Annual meeting:
Published: Dec 05, 2012 03:43 PM
Modified: Dec 05, 2012 03:45 PM
CHAPEL HILL - The board of directors of the N.C. High School Athletic Association is expected to discuss nontraditional schools and student transfers during its annual winter meeting this week in Chapel Hill.
Davis Whitfield, the NCHSAA commissioner, appointed a committee to bring recommendations to the board considering nontraditional schools.
Last spring, a group of NCHSAA member schools requested the membership vote on ousting its three non-boarding parochial schools – Charlotte Catholic, Raleigh’s Cardinal Gibbons and Kernersville Bishop McGuinness.
A majority of schools voted to exclude the three schools from the 396-school association; the motion failed because the move needed a three-fourths majority to pass.
The three Catholic schools have won at least 63 NCHSAA titles in the past eight seasons.
Other state associations have faced similar situations.
Bobby Cox, the executive director of the Indiana High School Athletic Association, told High School Today magazine that private schools make up 14 percent of the IHSAA membership and win 40 percent of state titles.
The same article noted that Ohio private schools make up 16 percent of the membership but have won 70 percent of the titles.
Bobby Guthrie, the Wake County Schools senior administrator for athletics, said the NCHSAA’s committee did a lot more in its four meetings than talk about the parochial schools, though.
“I learned a lot more than I contributed,” Guthrie said. “It was very educational.

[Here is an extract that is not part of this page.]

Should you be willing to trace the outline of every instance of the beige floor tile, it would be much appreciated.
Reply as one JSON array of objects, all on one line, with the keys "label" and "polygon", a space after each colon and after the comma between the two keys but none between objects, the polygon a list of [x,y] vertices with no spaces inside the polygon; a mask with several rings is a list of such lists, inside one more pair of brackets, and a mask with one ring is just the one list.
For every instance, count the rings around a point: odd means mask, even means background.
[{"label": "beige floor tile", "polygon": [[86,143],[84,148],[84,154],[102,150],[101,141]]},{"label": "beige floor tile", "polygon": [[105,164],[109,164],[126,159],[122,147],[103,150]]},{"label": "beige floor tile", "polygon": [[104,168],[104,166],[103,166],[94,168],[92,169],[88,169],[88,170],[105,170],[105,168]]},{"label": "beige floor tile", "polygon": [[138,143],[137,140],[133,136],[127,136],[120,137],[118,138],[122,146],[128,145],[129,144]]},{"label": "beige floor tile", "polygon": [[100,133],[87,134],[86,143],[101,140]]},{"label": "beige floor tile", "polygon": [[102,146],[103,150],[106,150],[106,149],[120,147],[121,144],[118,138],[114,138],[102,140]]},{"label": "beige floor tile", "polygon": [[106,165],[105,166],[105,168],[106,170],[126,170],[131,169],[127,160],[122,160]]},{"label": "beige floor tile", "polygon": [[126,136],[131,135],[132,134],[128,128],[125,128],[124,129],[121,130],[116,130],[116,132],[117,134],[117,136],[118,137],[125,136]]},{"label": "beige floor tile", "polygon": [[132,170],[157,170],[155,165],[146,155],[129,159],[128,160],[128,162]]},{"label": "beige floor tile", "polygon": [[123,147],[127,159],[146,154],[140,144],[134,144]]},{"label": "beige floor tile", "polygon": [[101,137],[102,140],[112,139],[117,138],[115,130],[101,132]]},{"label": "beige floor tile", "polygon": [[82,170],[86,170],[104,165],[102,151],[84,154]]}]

I wish every member school had the opportunity to discuss the issues like we did. Our discussion just wasn’t about winning state championships. We spent a lot of time talking about changes in education and other nontraditional schools.”
The group agreed some schools have athletic advantages over other schools. Guthrie noted that Green Hope in Wake County has won three consecutive Wells Fargo Cups, a statewide award for overall athletic success.
“Certain schools in Wake County have some advantages in some sports over other schools,” Guthrie said. “You are not going to have a perfectly level playing field.”
The committee is expected to make several recommendations to the full NCHSAA board, including the possibility of moving parochial member schools to a higher classification for the playoffs in some sports if the school has been successful in that sport.
McGuinness, for example, has won seven straight 1A girls basketball titles; Cardinal Gibbons has won the 2A or 3A state title in volleyball the past seven years.
But Guthrie said traditional schools can dominate state competition as well. Gibbons has won three straight 3A boys swimming titles, but Carrboro and Charlotte Providence have won the 1A/2A and the 4A boys swim titles three straight years, too. Enloe, a Wake County magnet school, once won nine straight boys swimming titles from 1999-2007.
“We don’t talk about kicking out other schools when they are successful,” Guthrie said.
Guthrie said he hoped the recommendations would provide a foundation for the future.
The board also is expected to hear recommendations about students who transfer to schools across county lines. One possibility is for transfers to be ineligible for 365 days.
Orientation was to be held on Tuesday for five new NCHSAA board members – principals, superintendents and athletic directors who are starting a four-year term. Committees meet today in the NCHSAA offices along Finley Road, and board action will be on Thursday.